Trendlisten gibt es überall. Demografie, Dekarbonisierung, Digitalisierung, geopolitische Verschiebung, veränderte Erwartungen an Arbeit — jede Führungsrunde hat diese Aufzählung schon gehört, oft mehrfach.
Deshalb beginnt dieser Vortrag mit einem Eingeständnis: Die Trends selbst sind bekannt. Wer so tut, als brächte er Neuigkeiten, verliert die Runde früh — und zuerst die Erfahrenen im Raum.
Interessant wird es beim zweiten Schritt, und der bleibt meist aus: die Übersetzung auf das eigene Haus. Nicht „Was bedeutet der demografische Wandel?“, sondern: Welche Annahme, auf der unser Geschäftsmodell ruht, wird durch welche Entwicklung zuerst berührt — und woran würden wir das merken?
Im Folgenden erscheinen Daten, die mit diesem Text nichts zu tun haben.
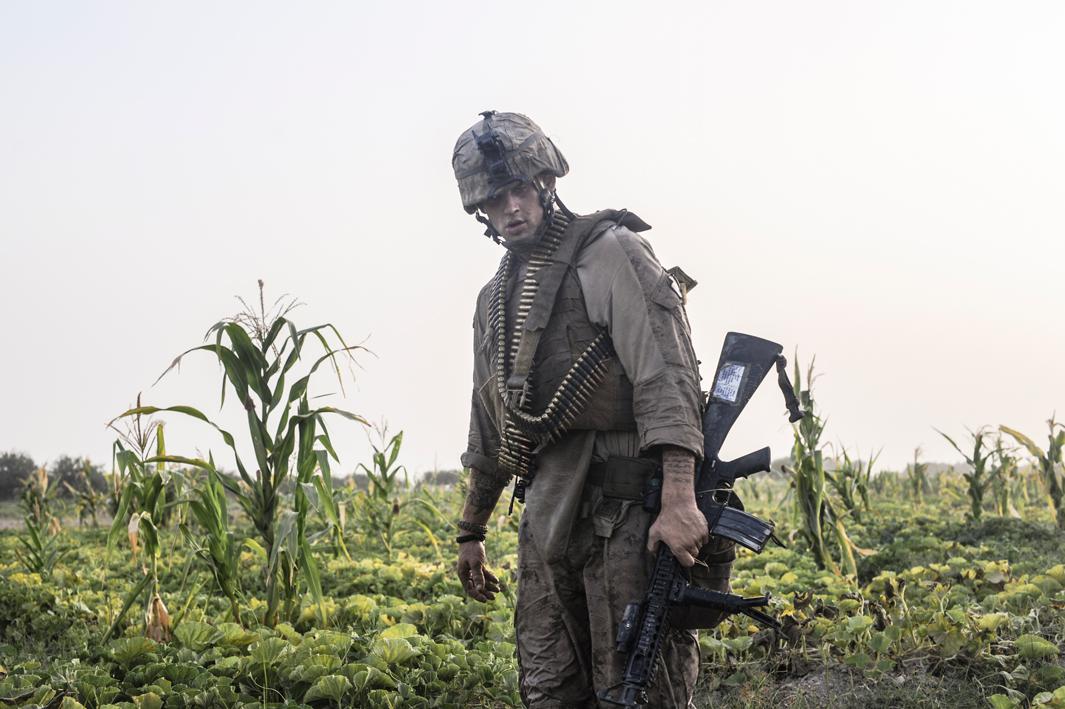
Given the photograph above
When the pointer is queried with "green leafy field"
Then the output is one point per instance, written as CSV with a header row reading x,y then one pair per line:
x,y
945,612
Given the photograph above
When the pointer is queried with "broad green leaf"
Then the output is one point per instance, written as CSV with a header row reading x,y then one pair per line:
x,y
399,630
196,636
1032,647
330,687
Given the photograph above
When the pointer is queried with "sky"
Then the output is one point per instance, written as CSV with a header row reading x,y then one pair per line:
x,y
879,185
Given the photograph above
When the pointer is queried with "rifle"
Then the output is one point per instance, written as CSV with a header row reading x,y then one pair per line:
x,y
743,364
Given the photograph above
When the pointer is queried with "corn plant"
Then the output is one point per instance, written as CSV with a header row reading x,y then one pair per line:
x,y
258,350
1005,476
850,479
387,495
87,498
220,550
917,477
39,546
1049,463
819,520
140,456
979,477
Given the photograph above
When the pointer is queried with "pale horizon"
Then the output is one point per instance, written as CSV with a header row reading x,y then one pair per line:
x,y
878,186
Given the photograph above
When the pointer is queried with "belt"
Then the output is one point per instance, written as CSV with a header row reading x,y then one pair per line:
x,y
621,477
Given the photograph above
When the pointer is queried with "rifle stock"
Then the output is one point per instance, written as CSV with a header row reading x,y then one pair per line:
x,y
743,364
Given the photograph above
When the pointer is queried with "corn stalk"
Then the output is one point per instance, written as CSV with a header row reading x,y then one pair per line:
x,y
258,351
1005,475
1049,462
220,550
979,476
39,546
140,456
819,520
917,477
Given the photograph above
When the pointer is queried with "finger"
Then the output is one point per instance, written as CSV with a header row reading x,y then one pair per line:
x,y
685,558
477,578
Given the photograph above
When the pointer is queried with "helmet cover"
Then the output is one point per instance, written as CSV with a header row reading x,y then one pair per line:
x,y
502,149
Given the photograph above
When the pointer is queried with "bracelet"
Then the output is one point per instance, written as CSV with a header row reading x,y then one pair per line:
x,y
472,527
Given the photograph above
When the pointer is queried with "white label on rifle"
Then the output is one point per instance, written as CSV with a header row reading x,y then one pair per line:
x,y
726,385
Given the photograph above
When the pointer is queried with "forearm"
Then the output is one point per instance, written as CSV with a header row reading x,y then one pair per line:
x,y
678,477
481,496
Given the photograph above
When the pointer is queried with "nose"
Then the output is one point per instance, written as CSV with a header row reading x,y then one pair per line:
x,y
513,201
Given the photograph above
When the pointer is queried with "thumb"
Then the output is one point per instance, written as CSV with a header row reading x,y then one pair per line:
x,y
477,577
653,538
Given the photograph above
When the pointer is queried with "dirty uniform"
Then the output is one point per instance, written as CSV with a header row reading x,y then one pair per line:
x,y
582,553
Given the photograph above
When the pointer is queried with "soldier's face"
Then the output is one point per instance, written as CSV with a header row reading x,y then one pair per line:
x,y
517,212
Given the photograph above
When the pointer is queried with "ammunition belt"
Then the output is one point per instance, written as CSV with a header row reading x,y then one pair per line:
x,y
523,431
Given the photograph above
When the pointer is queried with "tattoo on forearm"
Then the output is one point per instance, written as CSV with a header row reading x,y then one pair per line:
x,y
677,464
484,492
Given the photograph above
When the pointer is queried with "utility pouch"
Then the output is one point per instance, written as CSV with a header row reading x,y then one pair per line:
x,y
622,477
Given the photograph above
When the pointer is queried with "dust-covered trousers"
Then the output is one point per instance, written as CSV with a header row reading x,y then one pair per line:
x,y
568,610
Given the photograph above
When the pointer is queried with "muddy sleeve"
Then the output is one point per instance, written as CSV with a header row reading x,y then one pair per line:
x,y
627,292
482,443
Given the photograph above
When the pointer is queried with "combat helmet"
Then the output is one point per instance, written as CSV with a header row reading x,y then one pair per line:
x,y
502,149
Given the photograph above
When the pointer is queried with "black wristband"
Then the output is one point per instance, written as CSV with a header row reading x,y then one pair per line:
x,y
472,527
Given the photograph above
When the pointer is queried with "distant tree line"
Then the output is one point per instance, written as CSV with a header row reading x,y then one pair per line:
x,y
15,468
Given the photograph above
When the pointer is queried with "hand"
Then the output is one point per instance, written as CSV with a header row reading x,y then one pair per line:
x,y
478,582
684,529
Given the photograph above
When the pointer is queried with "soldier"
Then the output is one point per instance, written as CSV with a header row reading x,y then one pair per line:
x,y
586,386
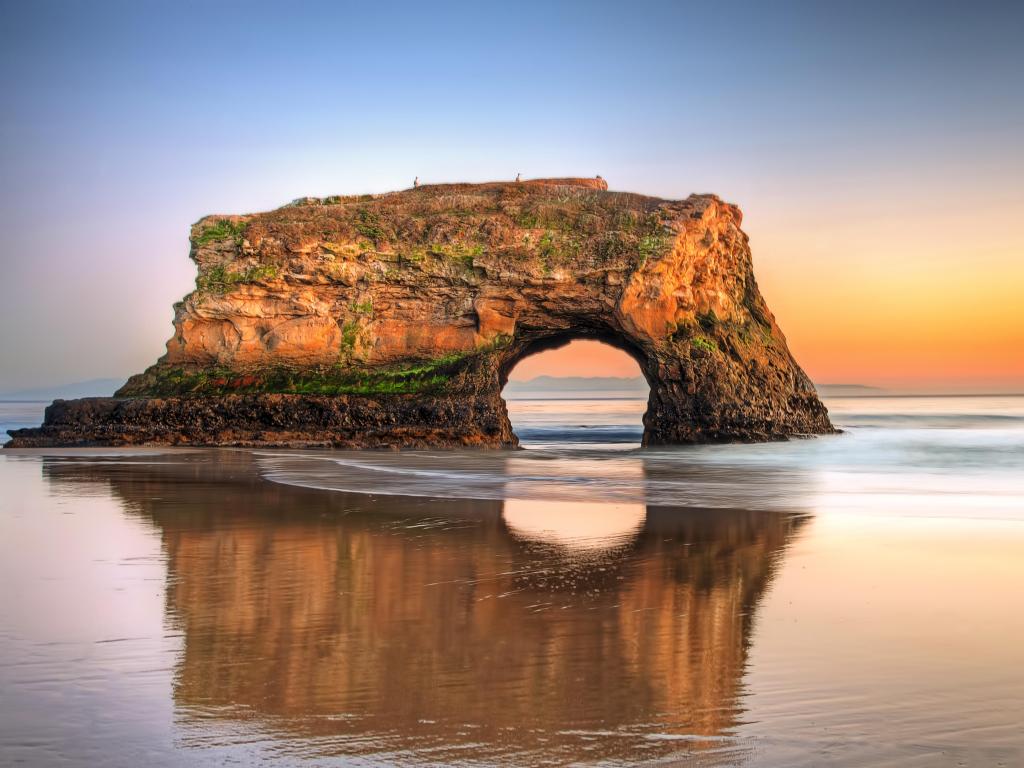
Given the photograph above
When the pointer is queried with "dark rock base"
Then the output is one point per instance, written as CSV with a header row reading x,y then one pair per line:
x,y
273,420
Trend, Prognose, Hype — die Unterscheidung, die der Vortrag durchhält
Ein Trend ist eine beobachtbare, langsame Verschiebung. Man kann ihn rückblickend belegen, und er ändert seine Richtung selten kurzfristig. Das macht ihn für Planung brauchbar.
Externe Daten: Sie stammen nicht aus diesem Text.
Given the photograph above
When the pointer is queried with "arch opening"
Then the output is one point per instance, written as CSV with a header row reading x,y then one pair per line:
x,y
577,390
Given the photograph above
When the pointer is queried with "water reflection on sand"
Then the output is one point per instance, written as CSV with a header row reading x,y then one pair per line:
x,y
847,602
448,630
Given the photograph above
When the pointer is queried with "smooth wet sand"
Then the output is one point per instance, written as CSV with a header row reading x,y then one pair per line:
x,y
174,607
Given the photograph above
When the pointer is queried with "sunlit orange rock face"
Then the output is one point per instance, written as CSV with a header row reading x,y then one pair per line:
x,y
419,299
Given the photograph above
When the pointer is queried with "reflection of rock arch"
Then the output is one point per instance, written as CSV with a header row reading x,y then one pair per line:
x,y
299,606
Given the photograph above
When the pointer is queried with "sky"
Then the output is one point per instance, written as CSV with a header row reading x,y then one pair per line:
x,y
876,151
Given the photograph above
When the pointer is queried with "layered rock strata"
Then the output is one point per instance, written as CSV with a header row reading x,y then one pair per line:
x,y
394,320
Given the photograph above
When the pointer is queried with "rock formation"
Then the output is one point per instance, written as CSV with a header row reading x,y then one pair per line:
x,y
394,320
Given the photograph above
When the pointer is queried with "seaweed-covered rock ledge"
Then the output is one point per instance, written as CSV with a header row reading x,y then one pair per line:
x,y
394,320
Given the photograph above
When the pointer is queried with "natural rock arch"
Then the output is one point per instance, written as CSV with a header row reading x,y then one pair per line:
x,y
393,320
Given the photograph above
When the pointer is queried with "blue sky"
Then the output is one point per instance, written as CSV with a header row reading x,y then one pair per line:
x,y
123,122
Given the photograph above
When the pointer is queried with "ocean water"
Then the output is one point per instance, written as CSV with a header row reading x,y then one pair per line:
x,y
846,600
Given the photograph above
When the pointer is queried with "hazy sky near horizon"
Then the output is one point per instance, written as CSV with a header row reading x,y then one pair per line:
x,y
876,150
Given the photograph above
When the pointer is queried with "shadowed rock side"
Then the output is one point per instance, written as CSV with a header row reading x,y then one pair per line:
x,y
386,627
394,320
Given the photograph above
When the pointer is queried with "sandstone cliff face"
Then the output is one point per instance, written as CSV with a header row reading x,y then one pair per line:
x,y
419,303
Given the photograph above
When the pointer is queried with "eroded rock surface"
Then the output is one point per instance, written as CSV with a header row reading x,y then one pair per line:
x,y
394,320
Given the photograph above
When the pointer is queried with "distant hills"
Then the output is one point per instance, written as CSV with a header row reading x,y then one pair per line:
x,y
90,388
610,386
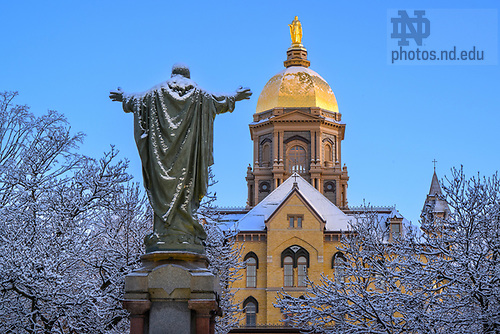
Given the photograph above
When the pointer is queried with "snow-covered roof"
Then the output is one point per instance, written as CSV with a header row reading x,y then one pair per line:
x,y
334,218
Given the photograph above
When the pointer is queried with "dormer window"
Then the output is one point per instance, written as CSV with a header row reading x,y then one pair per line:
x,y
295,221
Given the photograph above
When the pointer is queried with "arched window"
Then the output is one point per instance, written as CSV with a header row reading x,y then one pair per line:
x,y
338,265
301,271
288,271
328,152
294,257
251,309
251,273
266,155
296,160
252,263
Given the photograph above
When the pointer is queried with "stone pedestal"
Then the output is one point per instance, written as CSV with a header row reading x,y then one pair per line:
x,y
173,292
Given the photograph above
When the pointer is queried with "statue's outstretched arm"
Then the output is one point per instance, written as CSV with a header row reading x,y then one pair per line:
x,y
242,94
116,95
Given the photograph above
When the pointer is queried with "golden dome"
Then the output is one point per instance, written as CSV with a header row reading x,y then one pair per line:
x,y
297,87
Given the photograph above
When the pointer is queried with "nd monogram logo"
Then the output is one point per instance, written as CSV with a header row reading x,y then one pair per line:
x,y
404,27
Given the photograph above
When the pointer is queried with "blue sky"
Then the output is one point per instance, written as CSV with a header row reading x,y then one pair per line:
x,y
67,56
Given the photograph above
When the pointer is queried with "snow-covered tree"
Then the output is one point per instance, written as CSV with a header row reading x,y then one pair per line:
x,y
445,280
225,260
462,253
63,230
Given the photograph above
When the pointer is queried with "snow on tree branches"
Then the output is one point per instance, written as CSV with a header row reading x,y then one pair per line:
x,y
445,279
70,228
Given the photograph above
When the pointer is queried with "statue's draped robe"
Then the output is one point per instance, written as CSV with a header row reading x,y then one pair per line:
x,y
173,129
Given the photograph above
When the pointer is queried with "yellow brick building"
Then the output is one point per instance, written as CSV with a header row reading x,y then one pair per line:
x,y
297,192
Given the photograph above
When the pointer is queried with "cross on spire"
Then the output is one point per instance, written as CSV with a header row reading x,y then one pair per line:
x,y
434,162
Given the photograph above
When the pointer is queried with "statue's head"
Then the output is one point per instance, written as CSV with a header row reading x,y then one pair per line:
x,y
181,69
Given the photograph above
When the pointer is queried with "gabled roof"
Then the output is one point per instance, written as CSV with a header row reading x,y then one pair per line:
x,y
334,218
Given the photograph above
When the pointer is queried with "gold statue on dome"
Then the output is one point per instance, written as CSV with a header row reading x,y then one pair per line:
x,y
296,31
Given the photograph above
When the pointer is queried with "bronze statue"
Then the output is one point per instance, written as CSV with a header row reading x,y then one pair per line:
x,y
173,130
296,31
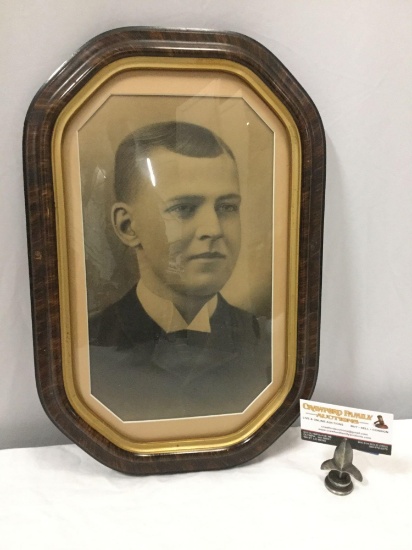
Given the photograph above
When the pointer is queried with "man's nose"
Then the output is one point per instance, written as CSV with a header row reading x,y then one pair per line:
x,y
208,224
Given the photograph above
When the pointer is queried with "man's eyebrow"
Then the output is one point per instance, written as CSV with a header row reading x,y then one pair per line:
x,y
185,198
229,196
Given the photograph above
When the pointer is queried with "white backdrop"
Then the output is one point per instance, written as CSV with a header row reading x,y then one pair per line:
x,y
354,59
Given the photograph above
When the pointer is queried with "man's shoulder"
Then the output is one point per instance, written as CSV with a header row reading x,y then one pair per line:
x,y
120,323
240,320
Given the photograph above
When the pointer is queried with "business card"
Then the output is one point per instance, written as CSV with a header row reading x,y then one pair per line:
x,y
369,431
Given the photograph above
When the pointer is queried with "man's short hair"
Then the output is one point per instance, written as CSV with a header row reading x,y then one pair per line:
x,y
184,138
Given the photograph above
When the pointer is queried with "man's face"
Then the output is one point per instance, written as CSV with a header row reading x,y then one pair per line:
x,y
186,219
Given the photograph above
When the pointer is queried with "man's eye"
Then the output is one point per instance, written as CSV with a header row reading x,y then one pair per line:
x,y
227,207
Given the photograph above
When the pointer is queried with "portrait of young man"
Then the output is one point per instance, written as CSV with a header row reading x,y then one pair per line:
x,y
172,346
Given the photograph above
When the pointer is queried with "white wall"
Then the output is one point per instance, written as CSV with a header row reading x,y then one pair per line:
x,y
353,58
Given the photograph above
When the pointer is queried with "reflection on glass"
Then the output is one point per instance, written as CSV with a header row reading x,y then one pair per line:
x,y
172,346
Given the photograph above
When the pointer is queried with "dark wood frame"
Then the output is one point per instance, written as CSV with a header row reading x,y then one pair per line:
x,y
43,244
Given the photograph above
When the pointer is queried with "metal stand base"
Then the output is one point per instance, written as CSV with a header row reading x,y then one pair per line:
x,y
338,483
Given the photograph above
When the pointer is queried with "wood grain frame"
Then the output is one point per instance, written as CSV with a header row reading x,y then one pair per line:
x,y
43,236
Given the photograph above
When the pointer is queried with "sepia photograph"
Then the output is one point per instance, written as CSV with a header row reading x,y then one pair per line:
x,y
178,222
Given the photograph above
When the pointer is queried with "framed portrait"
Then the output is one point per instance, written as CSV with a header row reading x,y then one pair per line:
x,y
174,189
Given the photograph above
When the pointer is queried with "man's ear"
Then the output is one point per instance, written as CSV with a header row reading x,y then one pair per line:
x,y
122,222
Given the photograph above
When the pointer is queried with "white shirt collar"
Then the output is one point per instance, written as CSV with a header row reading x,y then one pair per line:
x,y
164,313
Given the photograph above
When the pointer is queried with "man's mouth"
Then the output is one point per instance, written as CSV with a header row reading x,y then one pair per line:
x,y
207,256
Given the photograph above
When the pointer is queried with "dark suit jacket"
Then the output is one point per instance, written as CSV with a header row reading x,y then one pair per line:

Eine Prognose ist eine Aussage über die Zukunft. Sie ist so verlässlich wie ihre Annahmen, und die stehen selten im Vortrag. Wer Jahreszahlen für Umbrüche nennt, verkauft Sicherheit, die niemand hat.
Ein Hype ist eine Erwartung, die schneller wächst als die Fähigkeit, sie einzulösen. Er ist nicht wertlos — aber wer ihn für einen Trend hält, baut die Planung auf eine Annahme, die morgen nicht mehr gilt.
Diese Unterscheidung ist der eigentliche Ertrag des Vortrags. Sie lässt sich auf jede Behauptung anwenden, die im nächsten Jahr auf den Tisch kommt.
Für wen der Vortrag gedacht ist — und für wen nicht
Gedacht ist er für Runden, die entscheiden: Geschäftsführung, Vorstand, Aufsichts- und Beiratsklausuren, Führungskreise vor der Jahresplanung. Also für Menschen, die aus einer Einschätzung eine Konsequenz ziehen müssen.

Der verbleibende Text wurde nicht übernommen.